When asked about what the highlight of the show was Linda Banga said first it was that son Ty Korol got to experience his first World Show.
And then she turned to the show ring.
“Second I had two mares that I was showing that were raising babies and it’s so hard to show them when they have a foal but the mares drove great and in the end we were Reserve World Champion mare and foal,” said Linda Banga.
The show in Brandon featured three judges, American Jim Emmons reviewing the mares, David Anderson from Ontario looking over the males, and Steve Lewis, also from Ontario judging the hitches.
The top eight horse hitch was shown by High Point Clydesdales of Cache Valley, Utah.
The top stallion was exhibited by Steve Westgate from B.C.

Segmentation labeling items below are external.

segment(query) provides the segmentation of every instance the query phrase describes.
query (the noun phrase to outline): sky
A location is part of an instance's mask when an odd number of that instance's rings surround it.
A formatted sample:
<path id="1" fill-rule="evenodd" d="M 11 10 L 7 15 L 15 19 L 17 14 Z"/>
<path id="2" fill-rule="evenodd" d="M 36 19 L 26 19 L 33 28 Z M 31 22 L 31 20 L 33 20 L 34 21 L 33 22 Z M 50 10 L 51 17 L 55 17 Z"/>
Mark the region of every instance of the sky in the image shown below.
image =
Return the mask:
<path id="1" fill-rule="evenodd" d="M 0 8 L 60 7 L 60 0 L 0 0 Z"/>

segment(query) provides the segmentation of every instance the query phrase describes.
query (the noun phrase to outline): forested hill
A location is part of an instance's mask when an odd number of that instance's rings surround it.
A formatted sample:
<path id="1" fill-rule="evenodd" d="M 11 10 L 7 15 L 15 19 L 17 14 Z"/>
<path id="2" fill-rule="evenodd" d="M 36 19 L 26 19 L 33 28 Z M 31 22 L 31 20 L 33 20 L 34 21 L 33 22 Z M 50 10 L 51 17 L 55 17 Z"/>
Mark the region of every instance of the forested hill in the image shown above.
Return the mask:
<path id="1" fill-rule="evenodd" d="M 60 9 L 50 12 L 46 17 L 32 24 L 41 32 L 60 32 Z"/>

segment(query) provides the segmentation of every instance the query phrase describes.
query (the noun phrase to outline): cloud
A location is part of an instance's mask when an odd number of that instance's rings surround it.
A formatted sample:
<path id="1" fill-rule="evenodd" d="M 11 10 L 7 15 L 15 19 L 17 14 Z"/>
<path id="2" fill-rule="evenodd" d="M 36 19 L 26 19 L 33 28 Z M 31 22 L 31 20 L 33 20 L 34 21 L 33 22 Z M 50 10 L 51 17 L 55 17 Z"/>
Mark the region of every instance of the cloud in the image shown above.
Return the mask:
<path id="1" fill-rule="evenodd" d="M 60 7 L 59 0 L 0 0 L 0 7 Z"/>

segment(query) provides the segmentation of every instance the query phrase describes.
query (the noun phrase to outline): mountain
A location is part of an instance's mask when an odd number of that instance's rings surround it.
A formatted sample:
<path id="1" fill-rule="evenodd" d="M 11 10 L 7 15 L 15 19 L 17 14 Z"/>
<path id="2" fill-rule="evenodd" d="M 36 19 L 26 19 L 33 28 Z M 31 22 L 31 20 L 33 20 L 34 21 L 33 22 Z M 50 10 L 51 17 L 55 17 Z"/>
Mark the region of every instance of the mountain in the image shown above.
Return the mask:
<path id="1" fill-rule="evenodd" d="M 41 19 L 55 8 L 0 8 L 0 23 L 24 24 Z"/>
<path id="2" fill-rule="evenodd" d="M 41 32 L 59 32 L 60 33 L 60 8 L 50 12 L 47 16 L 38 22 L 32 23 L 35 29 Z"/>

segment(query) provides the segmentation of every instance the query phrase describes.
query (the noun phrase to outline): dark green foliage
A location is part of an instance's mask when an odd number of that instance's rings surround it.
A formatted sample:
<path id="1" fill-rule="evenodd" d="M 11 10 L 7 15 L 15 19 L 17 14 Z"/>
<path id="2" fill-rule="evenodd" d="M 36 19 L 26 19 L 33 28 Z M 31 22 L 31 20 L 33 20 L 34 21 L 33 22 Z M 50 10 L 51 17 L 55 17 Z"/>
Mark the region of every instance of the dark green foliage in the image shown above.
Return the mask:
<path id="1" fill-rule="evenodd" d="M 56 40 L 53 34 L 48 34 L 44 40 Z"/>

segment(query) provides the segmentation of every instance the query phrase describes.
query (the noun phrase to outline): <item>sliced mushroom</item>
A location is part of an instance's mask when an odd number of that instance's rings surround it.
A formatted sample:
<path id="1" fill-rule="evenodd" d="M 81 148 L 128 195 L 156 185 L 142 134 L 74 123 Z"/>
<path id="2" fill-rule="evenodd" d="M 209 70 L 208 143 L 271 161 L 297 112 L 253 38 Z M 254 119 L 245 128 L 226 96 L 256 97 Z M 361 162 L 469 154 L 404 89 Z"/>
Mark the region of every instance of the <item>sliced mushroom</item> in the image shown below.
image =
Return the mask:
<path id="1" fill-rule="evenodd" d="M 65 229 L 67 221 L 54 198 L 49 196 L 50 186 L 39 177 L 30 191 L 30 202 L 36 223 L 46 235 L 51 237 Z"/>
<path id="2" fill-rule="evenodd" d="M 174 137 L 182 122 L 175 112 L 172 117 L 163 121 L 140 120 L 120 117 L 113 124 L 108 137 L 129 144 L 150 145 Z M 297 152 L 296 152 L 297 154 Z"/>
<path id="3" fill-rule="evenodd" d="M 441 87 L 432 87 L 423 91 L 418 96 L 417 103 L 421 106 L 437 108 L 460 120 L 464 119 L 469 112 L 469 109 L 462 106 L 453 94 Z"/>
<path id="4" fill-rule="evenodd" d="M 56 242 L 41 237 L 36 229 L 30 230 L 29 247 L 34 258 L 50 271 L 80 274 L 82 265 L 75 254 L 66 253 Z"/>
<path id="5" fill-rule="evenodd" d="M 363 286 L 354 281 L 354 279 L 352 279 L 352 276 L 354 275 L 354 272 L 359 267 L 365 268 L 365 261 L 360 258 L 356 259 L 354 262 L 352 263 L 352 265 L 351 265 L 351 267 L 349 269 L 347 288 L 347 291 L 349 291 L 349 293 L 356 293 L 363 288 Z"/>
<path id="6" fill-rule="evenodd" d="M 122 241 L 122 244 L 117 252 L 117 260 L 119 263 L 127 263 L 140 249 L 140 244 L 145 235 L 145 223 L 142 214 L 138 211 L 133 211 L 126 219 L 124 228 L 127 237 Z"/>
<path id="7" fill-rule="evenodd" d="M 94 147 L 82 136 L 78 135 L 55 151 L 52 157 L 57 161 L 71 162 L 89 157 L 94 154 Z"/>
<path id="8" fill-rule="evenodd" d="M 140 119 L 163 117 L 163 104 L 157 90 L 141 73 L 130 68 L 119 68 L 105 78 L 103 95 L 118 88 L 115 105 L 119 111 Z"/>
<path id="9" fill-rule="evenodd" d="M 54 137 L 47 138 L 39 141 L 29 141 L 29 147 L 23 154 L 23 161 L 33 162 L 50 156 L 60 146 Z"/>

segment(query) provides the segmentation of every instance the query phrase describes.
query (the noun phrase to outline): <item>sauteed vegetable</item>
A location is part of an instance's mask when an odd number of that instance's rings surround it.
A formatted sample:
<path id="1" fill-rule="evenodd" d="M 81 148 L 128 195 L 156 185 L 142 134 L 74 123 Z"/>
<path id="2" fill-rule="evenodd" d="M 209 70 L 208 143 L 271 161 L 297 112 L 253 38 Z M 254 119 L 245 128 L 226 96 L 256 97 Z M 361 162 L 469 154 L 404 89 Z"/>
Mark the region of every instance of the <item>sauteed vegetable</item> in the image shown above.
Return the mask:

The top mare, and overall show champion went David Anderson out of Ontario.
There was also a chore horse component to the event, with Moose Jaw’s Bill Aulie making the decisions.
Kristina Just and daughter Jillian of Yorkton competed with their chore team placing seventh, then taking sixth in the feed team race, then in the barrel race it was a ninth place finish.
The event was not so much about placing high, but taking it was a unique experience, said Kristina.
“This was our first World Clydesdale Show ever. We went as it was so close, a once in a lifetime opportunity,” she said.
And the event lived up to expectations.
“It was a very large, well run competition with horses from all over Canada and the USA,” said Kristina Just. “A highlight, being in the ring at the same time as riders and horses who compete nationally and in some cases internationally.”
The next World Clydesdale Show is set for 2025 in Springfield, IL.